Die Familie der von Gerlachs lebt in Altona, einem Vorort von Hamburg. Vater von Gerlach ist der grösste Schiffsbauunternehmer Europas und ein Repräsentant des hanseatischen Grossbürgertums. Er herrscht, nicht nur im Unternehmen, sondern auch in der Familie. Er lässt die Kinder auf die Bibel schwören und geht regelmässig in die Kirche. Seiner Auffassung nach sind die Schwachen dazu da, den Starken zu dienen. Das sei das Naturgesetz.

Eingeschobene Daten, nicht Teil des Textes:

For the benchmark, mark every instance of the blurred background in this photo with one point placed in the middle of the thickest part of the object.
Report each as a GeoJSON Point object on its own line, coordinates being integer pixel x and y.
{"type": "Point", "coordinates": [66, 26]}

Befehle zu erteilen und Befehlen zu gehorchen stehen für ihn im Zentrum seines Lebens. Sein jüngerer Sohn Werner, der ein erfolgreicher Anwalt war, musste seine Karriere abbrechen und mit seiner Frau Johanna zurückkehren, um die Nachfolge von Franz anzutreten, dem älteren Sohn. Franz war schon als Junge zum Nachfolger des Vater von Gerlach auserwählt worden. Und so brachte der Vater diesem schon früh bei, was Gehorchen und Befehlen bedeutete. Auch wenn die psychische Struktur des Sohnes daran leiden mochte. Er bevormundete seinen Sohn, tat für ihn immer alles, versuchte ihm jede Verantwortung abzunehmen. Sein Sohn durfte nie wählen, sondern er wurde immer gewählt.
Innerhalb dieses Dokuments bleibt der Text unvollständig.